Tax Court approves lucrative Roth IRA investment strategy

July 21, 2011
Roth IRAs have tremendous tax benefits. A recent issue of "The McGill Advisory" newsletter explains how dentists can use an investment strategy involving Roth IRAs to maximize their earnings.

Reprinted with permission from "The McGill Advisory" newsletter, April 2011.

There are tremendous tax benefits of Roth IRAs, as well as our unique strategy to maximize amounts converted from regular to Roth IRAs, while minimizing federal and state income taxes due on the conversion. Since accumulations within Roth IRAs are tax-free, it follows that doctors should utilize an investment strategy to maximize their earnings.

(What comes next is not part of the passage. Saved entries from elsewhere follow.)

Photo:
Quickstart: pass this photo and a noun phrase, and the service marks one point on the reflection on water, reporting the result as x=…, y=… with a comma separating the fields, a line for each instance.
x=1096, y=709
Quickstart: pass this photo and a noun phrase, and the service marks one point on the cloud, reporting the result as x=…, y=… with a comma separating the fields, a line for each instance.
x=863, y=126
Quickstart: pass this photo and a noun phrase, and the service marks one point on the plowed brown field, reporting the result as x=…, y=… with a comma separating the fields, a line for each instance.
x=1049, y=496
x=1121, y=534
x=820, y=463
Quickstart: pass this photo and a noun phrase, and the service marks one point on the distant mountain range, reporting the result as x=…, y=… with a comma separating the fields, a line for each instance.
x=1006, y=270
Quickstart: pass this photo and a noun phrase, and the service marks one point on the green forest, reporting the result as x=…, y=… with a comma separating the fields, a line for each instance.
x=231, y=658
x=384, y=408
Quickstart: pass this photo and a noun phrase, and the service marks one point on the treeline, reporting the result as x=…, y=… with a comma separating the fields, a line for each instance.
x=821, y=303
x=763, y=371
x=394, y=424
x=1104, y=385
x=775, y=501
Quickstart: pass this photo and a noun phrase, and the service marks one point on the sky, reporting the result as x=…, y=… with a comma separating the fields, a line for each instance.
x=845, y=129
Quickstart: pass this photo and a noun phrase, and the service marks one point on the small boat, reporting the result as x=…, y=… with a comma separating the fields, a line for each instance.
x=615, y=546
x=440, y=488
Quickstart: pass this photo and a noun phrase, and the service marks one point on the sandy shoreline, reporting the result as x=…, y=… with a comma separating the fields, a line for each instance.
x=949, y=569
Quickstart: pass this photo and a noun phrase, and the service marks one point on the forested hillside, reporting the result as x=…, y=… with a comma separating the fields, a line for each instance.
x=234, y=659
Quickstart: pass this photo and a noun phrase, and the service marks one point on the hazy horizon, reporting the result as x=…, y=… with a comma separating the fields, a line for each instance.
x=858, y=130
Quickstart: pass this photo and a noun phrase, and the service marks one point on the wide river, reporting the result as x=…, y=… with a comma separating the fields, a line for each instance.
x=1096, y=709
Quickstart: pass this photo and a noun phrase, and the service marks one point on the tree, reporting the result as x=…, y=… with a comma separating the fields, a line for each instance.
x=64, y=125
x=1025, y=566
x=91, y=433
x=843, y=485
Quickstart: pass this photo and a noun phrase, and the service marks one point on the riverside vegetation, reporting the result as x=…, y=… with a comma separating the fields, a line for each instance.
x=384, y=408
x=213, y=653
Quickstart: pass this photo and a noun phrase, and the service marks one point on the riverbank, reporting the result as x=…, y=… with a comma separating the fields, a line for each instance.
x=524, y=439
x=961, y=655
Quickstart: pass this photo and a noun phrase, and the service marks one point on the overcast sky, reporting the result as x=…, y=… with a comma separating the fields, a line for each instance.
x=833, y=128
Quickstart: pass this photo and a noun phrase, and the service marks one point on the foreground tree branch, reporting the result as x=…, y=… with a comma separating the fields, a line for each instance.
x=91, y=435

How then can Roth IRAs be invested to achieve that goal? While most doctors believe that Roth IRAs can be invested only in stocks, bonds, or mutual funds, that’s not the case. Roth IRA funds can also be self-directed into real estate investments, as we have previously discussed in "Making the 'Perfect Storm' Work for You — How to Create Huge Tax-Free Real Estate Profits Using a Roth IRA.” Moreover, a self-directed Roth IRA can also invest in stock of a newly formed business with the potential for producing substantial profits.

However, the IRS takes a dim view if the business owned by the doctor’s Roth IRA is doing business with the doctor’s dental practice, or any other business owned by him or her. In IRS Notice 2004-8, 2004-1 CB at 333, the IRS served warning that it would challenge transactions where the taxpayer’s preexisting business (i.e., dental practice) enters into a transaction with a business owned by the doctor’s Roth IRA “if the acquisition of shares, the transactions, or both are not fairly valued and thus have the effect of unfairly shifting value into the Roth IRA.” While IRS notices do not carry the force of law, they still must be respected by the doctor and his or her tax advisors.

Yet, a recent Tax Court case (Hellweg vs. Commissioner, TC Memo 2011-58) shows that doctors can still prevail in generating large profits from businesses owned by their Roth IRAs, even after the IRS notice. In Hellweg, the individual owners of a business entered into a set of complex transactions involving several tiers of corporations, some of which were newly formed and owned by their Roth IRAs. The regular “C” corporations owned by the Roth IRAs were an active business generating profits on their transactions with other businesses owned by the owners, and paid corporate income taxes on their profits. These “C” corporations then made substantial annual dividend payouts to the Roth IRAs that owned them, of as much as $100,000.

The IRS objected, claiming the owners used this structure as a device to improperly make excess contributions into their Roth IRAs, and sought to impose a 6% excise tax penalty. However, the Tax Court disagreed, pointing out that the IRS had not challenged the transactions for income tax purposes, and found that the arrangement did not violate the prohibited transaction rules. Accordingly, the arrangement was successful in generating huge returns from the large annual dividends, which were received and grew tax-free within the business owners’ Roth IRAs.

"The McGill Advisory" is designed to provide accurate and authoritative information with regard to the subject matter covered. It is sold with the understanding that the publisher is not engaged in rendering legal, accounting, or other professional services. If legal or accounting advice or other expert assistance is required, the services of a competent professional should be sought.